Employment outlook has changed over the past three months, leading more firms to report that they “intend to hold on to their employees” and fewer to plan job cuts. More than half of the respondents—55%—said they will make no changes in their labor forces, up from 49% last quarter. About 5% said they expect to reduce their workforces, down from 12%. Those planning to hire accounted for 40% of the survey pool, up slightly quarter-over-quarter.

Local executives have tempered their expectations on sales and revenues for the next three months. A smaller proportion of respondents—66% versus 70%—said they project increases in revenue, and a larger percentage—10% versus 7%—said they expect declines.

Primal Elements

“It’s kind of a crazy period right now for businesses overall,” said Scott Freeman, president of Primal Elements Inc., a Huntington Beach-based maker of soaps and personal-care products. “We’re seeing some growth. But we’re a bit pessimistic about it because we see things pick up and drop again. There are too many variables going around right now. Consumers are timid.”

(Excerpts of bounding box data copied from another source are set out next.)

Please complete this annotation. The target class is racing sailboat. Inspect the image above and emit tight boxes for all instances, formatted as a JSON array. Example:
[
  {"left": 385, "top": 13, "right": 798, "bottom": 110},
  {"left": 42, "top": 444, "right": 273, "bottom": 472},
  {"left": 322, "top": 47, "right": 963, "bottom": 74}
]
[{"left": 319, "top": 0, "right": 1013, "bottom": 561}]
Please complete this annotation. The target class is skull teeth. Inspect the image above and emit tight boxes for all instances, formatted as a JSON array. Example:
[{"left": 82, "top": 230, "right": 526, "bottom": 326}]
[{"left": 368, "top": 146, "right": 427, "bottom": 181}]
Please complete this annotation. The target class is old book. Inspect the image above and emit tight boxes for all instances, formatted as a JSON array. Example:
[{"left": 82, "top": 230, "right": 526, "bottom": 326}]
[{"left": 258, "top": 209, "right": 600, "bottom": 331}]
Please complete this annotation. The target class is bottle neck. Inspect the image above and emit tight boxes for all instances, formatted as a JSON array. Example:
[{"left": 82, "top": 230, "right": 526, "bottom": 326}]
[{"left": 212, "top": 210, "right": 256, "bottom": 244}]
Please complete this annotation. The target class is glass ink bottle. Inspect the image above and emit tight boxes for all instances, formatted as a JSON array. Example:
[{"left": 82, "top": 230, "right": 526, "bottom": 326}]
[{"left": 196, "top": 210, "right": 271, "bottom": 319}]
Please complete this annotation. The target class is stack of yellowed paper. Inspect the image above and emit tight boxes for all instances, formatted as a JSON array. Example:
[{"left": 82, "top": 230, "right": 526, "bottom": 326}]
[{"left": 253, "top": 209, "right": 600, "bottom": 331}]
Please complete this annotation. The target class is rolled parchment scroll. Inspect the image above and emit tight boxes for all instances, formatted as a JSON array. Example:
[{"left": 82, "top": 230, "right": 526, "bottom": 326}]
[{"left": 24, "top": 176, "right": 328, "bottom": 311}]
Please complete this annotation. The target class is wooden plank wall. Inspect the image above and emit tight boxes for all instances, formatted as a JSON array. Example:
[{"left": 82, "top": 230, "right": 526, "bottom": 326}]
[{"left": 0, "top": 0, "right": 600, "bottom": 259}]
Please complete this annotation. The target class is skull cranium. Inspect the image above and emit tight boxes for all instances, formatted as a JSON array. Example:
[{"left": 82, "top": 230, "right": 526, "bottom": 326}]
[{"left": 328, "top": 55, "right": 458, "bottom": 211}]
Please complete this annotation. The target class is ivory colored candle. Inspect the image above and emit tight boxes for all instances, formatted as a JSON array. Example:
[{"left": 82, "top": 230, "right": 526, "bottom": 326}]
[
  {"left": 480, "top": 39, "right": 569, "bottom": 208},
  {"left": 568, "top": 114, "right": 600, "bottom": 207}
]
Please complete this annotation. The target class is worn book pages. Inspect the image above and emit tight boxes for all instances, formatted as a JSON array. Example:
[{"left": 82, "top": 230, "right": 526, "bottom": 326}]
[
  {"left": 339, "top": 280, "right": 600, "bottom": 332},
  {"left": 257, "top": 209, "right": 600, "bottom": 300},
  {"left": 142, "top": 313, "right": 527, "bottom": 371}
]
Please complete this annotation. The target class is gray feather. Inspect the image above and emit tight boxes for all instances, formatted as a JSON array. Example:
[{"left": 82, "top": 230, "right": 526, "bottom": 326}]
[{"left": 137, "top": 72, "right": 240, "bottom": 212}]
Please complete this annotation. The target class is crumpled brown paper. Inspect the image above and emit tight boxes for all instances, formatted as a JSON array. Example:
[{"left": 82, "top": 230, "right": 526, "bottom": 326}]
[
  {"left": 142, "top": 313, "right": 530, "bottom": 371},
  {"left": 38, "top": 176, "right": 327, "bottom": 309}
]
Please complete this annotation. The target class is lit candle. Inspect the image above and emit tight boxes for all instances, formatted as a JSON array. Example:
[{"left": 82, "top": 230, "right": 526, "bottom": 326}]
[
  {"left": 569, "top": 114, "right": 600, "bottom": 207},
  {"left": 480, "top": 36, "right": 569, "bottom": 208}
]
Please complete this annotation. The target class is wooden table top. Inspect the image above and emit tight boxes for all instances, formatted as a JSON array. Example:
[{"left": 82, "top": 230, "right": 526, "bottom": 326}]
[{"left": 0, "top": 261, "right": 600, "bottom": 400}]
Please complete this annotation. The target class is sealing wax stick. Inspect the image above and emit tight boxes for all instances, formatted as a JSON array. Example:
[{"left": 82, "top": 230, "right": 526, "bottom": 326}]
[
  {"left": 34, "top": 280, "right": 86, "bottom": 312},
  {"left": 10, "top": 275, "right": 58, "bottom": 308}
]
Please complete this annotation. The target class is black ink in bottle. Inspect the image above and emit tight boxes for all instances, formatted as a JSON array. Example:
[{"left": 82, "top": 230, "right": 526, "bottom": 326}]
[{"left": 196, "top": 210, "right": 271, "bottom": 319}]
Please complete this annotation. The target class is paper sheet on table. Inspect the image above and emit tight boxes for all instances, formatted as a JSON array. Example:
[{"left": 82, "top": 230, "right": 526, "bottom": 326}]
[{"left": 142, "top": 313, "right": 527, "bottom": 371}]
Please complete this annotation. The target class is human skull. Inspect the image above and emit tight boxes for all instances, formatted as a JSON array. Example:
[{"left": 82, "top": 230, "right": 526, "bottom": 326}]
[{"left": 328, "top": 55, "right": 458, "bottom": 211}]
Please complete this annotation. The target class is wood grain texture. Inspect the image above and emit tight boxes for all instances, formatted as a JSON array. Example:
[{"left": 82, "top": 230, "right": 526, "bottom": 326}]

Privately held Primal Elements, established in 1993 by Freeman and his wife, Faith, manufactures soaps, candles and lotions, among other products. It distributes to retailers, mostly on the East Coast through stores such as Whole Foods. It also sells internationally, including in Dubai, China, Korea and Germany. The company operates in a 19,000-square-foot facility and has 37 employees.

OC businesses’ short-term outlook on profitability has improved, with more than 51% of respondents indicating they expect higher profits through June, compared with 50% last quarter. About 39% said they estimate no changes, and about 10% said profits are likely to slip. Both figures were stable quarter-over-quarter.

Local businesses are less likely to invest in inventory and equipment than they were earlier this year, according to the survey.

Nearly 30%, versus 33% a quarter ago, said they anticipate increases in inventory and equipment spending. A majority—at 60%, up from 57%—said they plan no changes to inventory levels.

Concerns

The survey also asked executives to identify the most significant factors impacting their enterprises. The state of the overall economy remained the largest focus, at 48%, up from 42%. Government regulations were the second major concern, at 33%.

Credit availability and labor costs have become less significant concerns for local businesses. Those who are worried mainly about credit fell from 10% to 4%, and the figures for labor costs fell from 5% to 1%.

International competition, on the other hand, surfaced as a bigger concern, with 6% of respondents indicating it as their primary worry, versus 2% for the first quarter.

California vs. U.S.

The survey asked local executives to compare the pace of economic improvements in California with that of the U.S.

A larger share of respondents—38% versus 31% last quarter—said California will lag the national economy. About 41% said the state will grow faster, down from 50%.